I agree with part of the comment above. I think moving to EA forum can be very beneficial but it will definitely make us more conscious about posting - so we'll be afraid to publish anything unpolished and rigorously double-checked. Maybe this is good, because we shall publish mostly high-quality stuff but for newbies like myself I think the bar (at least from what I heard) is so high that I'd probably start my own thing on side.
Interestingly, I don't believe re-posting stuff here as link-posts will work well. I can already see the differences in traction with link-posts and standard posts. So I think what one can do is actually to publish more professional things here (things that one really needs to discuss) but leave simpler blogs for Medium/ their own blog.
Thanks for posting this, this is really helpful to me!
I don’t currently have a blog (well, I do, but not at all related to EA), so unfortunately I can’t answer your first three closing questions. However I’ve been planning on starting an EA blog for the last month or so and have been thinking about some of this stuff – particularly about just having my own blog vs. just posting to the forum vs. occasional cross-posting – so reading your thoughts from your place of much more experience was useful, thank you.
Here goes in the hope of any slight value my answer might have, and because I’d be interested to know what others think, although it’s probably only relevant for those like me who are just starting out producing online content.
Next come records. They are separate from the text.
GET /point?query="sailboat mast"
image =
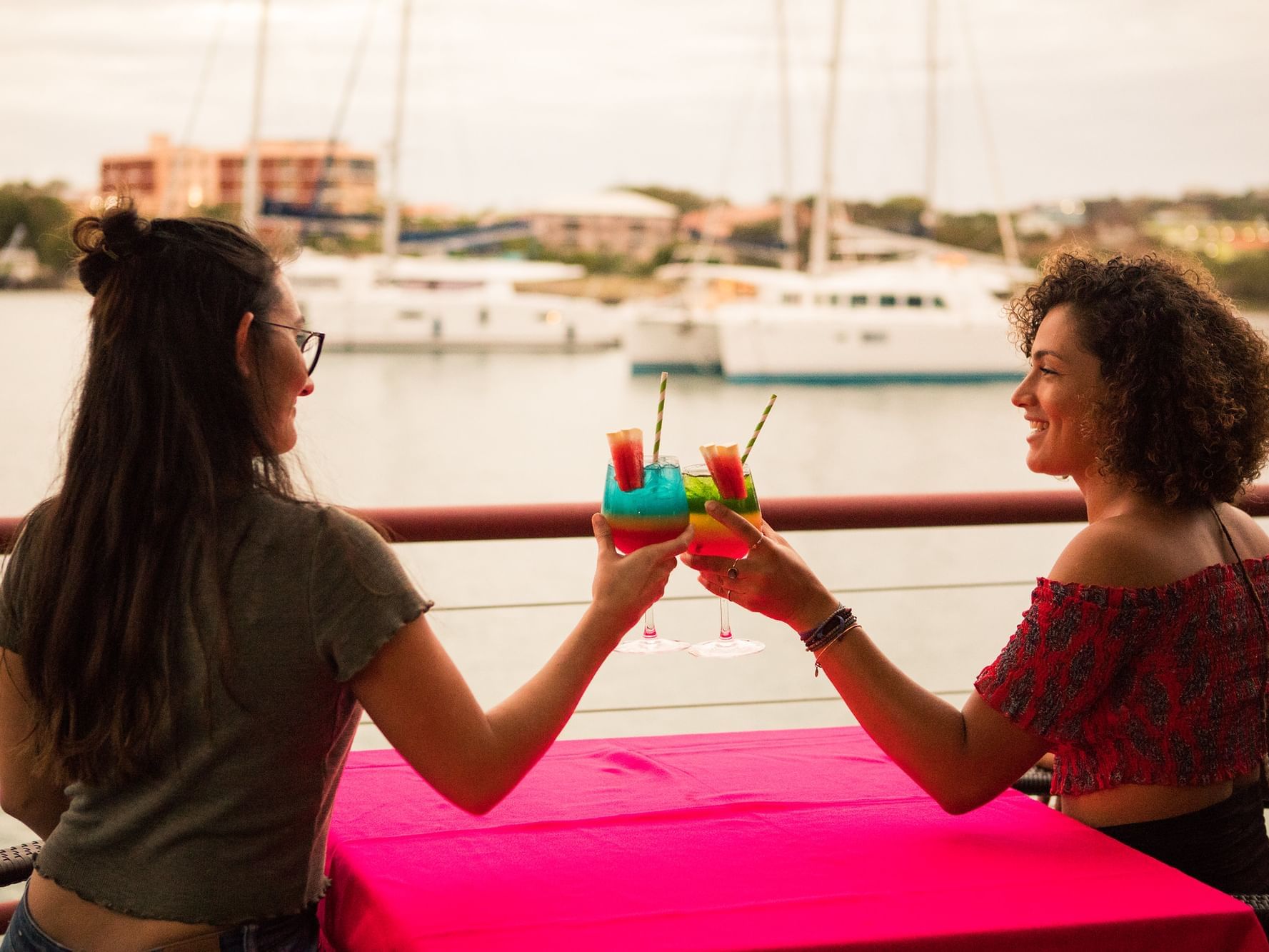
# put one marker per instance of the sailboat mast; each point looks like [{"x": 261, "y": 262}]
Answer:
[
  {"x": 392, "y": 209},
  {"x": 251, "y": 161},
  {"x": 788, "y": 225},
  {"x": 1004, "y": 220},
  {"x": 929, "y": 216},
  {"x": 819, "y": 263}
]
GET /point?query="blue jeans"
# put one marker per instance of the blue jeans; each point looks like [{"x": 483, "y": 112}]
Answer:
[{"x": 287, "y": 933}]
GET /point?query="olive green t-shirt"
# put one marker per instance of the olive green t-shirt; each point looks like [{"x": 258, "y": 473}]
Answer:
[{"x": 234, "y": 826}]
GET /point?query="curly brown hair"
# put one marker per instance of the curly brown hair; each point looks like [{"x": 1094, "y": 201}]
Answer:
[{"x": 1185, "y": 413}]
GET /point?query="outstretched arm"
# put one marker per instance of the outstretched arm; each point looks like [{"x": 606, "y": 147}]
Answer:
[
  {"x": 961, "y": 758},
  {"x": 419, "y": 700}
]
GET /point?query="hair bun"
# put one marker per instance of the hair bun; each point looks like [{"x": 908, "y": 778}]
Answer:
[{"x": 106, "y": 240}]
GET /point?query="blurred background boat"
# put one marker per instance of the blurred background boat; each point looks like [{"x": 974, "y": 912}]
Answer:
[{"x": 375, "y": 302}]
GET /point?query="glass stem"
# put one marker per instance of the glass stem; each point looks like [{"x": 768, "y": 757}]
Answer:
[
  {"x": 723, "y": 621},
  {"x": 648, "y": 625}
]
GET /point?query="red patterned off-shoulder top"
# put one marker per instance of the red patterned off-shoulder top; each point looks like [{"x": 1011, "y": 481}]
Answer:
[{"x": 1140, "y": 686}]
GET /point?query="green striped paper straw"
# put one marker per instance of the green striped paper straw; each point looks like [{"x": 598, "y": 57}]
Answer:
[
  {"x": 660, "y": 413},
  {"x": 758, "y": 428}
]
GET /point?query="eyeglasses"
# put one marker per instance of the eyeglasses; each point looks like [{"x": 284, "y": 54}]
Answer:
[{"x": 307, "y": 341}]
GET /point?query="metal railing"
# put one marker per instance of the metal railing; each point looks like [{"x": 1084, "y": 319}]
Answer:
[
  {"x": 468, "y": 523},
  {"x": 787, "y": 514}
]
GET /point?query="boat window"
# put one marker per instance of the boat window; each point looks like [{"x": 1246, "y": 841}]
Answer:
[{"x": 314, "y": 282}]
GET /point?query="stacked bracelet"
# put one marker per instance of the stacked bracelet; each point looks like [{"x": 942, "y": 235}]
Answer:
[{"x": 819, "y": 638}]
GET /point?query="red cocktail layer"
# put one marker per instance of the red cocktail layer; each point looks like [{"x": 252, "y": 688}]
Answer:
[
  {"x": 711, "y": 537},
  {"x": 631, "y": 533}
]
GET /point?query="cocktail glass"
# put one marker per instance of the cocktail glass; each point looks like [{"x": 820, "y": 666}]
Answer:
[
  {"x": 656, "y": 512},
  {"x": 710, "y": 537}
]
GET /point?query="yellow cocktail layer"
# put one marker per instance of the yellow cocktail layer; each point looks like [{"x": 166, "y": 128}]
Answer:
[{"x": 711, "y": 537}]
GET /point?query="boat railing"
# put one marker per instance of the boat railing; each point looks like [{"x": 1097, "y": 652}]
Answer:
[
  {"x": 529, "y": 521},
  {"x": 548, "y": 521}
]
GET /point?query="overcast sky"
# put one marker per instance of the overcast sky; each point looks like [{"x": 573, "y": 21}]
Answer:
[{"x": 514, "y": 102}]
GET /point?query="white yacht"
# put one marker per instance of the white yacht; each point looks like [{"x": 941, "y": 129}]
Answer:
[
  {"x": 682, "y": 333},
  {"x": 446, "y": 304},
  {"x": 921, "y": 320}
]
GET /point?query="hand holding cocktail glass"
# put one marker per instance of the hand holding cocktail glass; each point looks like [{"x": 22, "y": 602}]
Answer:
[
  {"x": 643, "y": 504},
  {"x": 772, "y": 579},
  {"x": 725, "y": 484}
]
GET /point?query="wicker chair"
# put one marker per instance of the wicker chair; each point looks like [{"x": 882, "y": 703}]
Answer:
[
  {"x": 16, "y": 862},
  {"x": 1035, "y": 783}
]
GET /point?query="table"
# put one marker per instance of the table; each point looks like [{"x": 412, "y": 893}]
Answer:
[{"x": 769, "y": 839}]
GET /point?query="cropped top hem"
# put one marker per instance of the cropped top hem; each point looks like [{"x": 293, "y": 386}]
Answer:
[
  {"x": 136, "y": 913},
  {"x": 1230, "y": 772},
  {"x": 1160, "y": 686}
]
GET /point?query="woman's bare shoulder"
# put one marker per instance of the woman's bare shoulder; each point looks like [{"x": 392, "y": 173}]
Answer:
[{"x": 1109, "y": 553}]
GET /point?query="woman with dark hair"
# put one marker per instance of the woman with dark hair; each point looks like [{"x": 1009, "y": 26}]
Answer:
[
  {"x": 186, "y": 646},
  {"x": 1141, "y": 661}
]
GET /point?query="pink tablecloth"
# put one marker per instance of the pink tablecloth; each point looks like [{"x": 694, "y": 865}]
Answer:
[{"x": 773, "y": 839}]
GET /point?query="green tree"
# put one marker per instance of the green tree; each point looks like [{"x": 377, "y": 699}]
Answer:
[
  {"x": 1245, "y": 279},
  {"x": 683, "y": 199},
  {"x": 46, "y": 219}
]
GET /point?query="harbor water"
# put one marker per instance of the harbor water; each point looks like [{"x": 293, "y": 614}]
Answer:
[{"x": 451, "y": 429}]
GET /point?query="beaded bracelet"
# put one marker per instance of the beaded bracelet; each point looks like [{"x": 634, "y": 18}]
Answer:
[
  {"x": 823, "y": 636},
  {"x": 829, "y": 628}
]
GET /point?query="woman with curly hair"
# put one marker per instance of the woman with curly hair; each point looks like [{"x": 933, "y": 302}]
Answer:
[
  {"x": 1141, "y": 661},
  {"x": 187, "y": 646}
]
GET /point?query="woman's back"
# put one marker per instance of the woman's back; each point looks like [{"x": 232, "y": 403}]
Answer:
[
  {"x": 1159, "y": 661},
  {"x": 244, "y": 792}
]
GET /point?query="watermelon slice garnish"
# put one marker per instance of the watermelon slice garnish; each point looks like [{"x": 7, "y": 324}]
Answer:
[
  {"x": 726, "y": 469},
  {"x": 627, "y": 450}
]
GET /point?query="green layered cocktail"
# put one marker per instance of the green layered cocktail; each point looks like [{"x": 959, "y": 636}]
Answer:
[{"x": 710, "y": 536}]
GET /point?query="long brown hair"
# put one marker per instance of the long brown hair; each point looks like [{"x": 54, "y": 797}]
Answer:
[{"x": 164, "y": 434}]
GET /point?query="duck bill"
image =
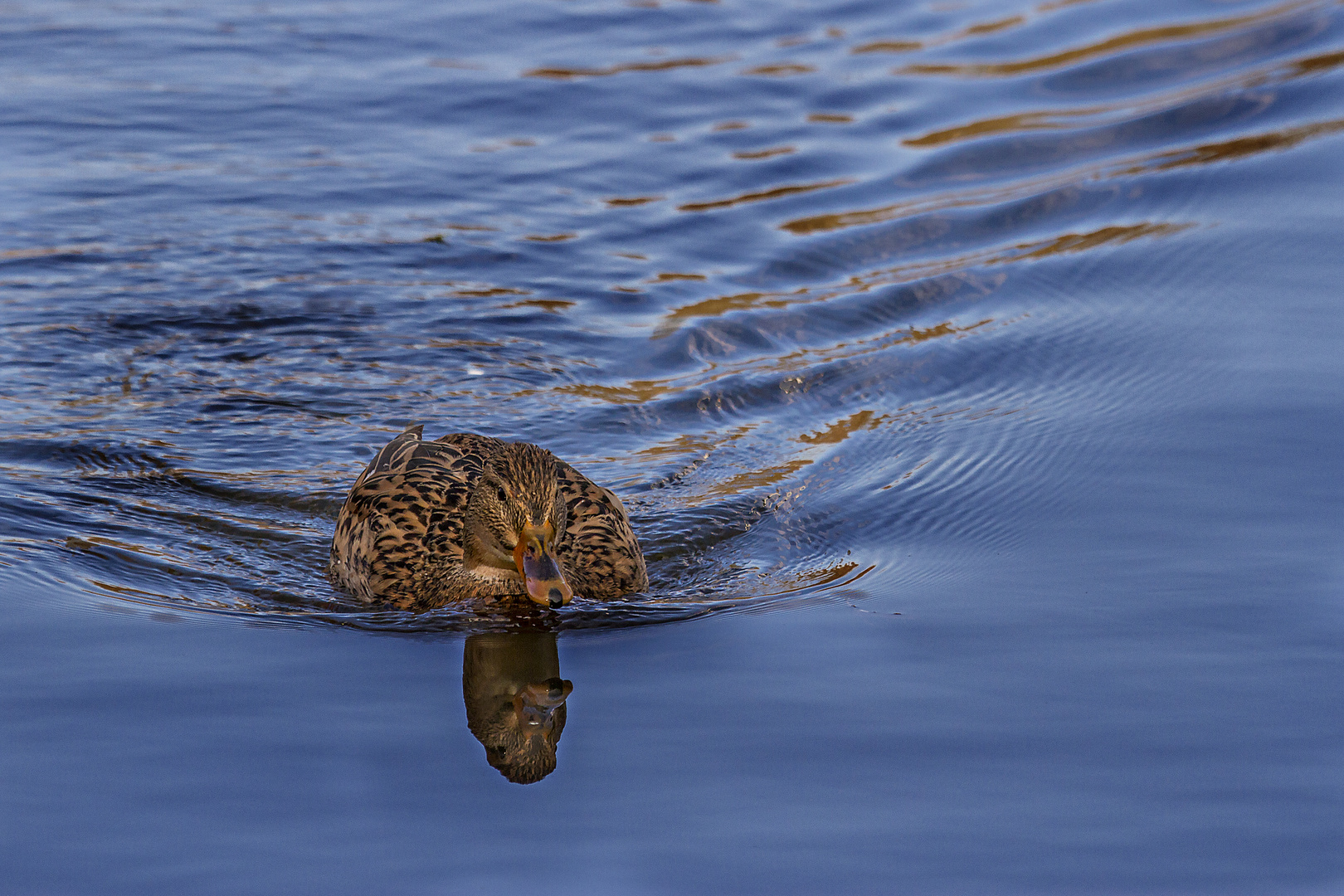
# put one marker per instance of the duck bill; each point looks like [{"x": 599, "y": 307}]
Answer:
[{"x": 537, "y": 563}]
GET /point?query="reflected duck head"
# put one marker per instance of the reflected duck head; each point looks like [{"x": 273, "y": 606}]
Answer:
[
  {"x": 515, "y": 519},
  {"x": 515, "y": 702}
]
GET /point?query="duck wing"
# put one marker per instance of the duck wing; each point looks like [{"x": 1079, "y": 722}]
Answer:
[
  {"x": 399, "y": 533},
  {"x": 601, "y": 555}
]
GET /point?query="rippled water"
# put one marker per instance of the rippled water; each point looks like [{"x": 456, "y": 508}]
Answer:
[{"x": 969, "y": 371}]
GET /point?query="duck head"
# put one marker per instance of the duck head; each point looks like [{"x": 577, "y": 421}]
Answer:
[{"x": 515, "y": 520}]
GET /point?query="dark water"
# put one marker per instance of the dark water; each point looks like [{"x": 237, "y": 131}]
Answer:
[{"x": 971, "y": 373}]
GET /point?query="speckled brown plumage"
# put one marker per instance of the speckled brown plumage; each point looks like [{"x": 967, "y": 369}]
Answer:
[{"x": 409, "y": 519}]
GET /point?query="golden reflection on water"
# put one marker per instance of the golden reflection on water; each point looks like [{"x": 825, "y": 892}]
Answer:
[
  {"x": 515, "y": 702},
  {"x": 1230, "y": 149},
  {"x": 956, "y": 266},
  {"x": 778, "y": 192},
  {"x": 1120, "y": 43},
  {"x": 763, "y": 153}
]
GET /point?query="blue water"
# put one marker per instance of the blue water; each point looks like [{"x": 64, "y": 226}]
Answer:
[{"x": 971, "y": 373}]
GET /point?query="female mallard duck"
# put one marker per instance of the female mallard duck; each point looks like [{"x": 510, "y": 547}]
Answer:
[{"x": 468, "y": 516}]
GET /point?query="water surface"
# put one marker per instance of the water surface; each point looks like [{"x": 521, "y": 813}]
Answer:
[{"x": 969, "y": 373}]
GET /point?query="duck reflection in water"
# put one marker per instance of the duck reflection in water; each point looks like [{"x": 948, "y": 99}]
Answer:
[{"x": 515, "y": 702}]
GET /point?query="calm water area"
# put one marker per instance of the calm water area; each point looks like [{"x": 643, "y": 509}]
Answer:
[{"x": 972, "y": 373}]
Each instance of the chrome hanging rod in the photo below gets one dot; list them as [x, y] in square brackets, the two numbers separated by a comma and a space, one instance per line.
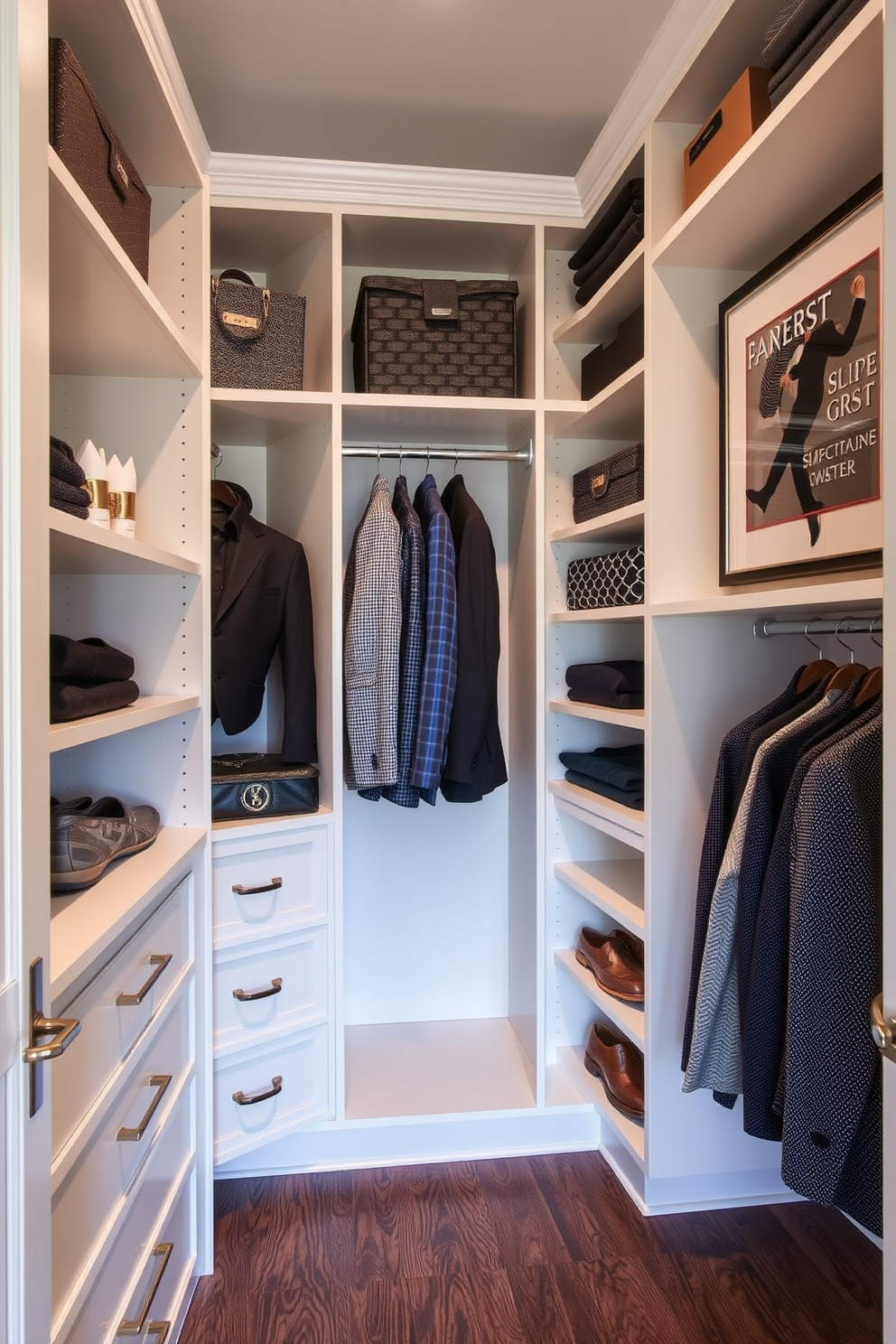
[767, 628]
[450, 454]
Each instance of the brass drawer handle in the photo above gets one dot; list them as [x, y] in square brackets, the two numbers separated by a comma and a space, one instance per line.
[160, 1252]
[132, 1136]
[63, 1031]
[159, 961]
[257, 891]
[275, 1089]
[250, 996]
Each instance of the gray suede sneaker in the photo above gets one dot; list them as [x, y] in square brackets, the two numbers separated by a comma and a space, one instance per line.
[85, 842]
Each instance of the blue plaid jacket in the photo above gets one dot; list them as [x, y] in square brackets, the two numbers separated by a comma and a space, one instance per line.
[440, 658]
My current plan is to go ahead with making a personal blog, and then, if I feel up to it, cross-post things that I feel are particularly suitable. Your considerations about the career/image benefit, and being able to have a unified theme and all of my ideas in one place with its own identity, are definitely important reasons why I think this.
Another reason, though, and I’m not sure how much I feel like this is legitimate, is that a blog will have a lot less of a personal barrier to posting. Like I know that the Forum definitely encourages people to post relevant content however unpolished it is, but I also know that if I try to do forum posts only, then I will post a whole lot less frequently because, even though I know I shouldn’t be, I’ll be worrying about it not being good enough. And although one of the purposes of starting to write is for the results of others reading it (i.e. being able to discuss my ideas, present them more widely, if they end up being valuable then influence the thinking of others etc.), another purpose is for me to be able to practice writing and thinking and researching – so anything that makes me do that less will be less productive? And having a blog helps me produce content, I can always post it or a derivative to the Forum later once I feel more confident about it. But yes, I’m very uncertain on whether that is at all a good reason.
--
On a separate thing, when you are considering exporting your posts, you mean moving your previous posts to the Forum, yes? I'd be interested to know, do you think that the arguments in favour of (or against) that are in any way different compared to when people are considering where to post new content? Just thinking that I've seen in several places that people are in favour of cross-posting content to the Forum from blogs, and linking to interesting content elsewhere, but I've not seen discussion of whether it might be valuable for existing content producers to post their previous content on the Forum, although some of the same arguments in favour might apply. I suppose if people started doing that too frequently, then new content might get lost among it all?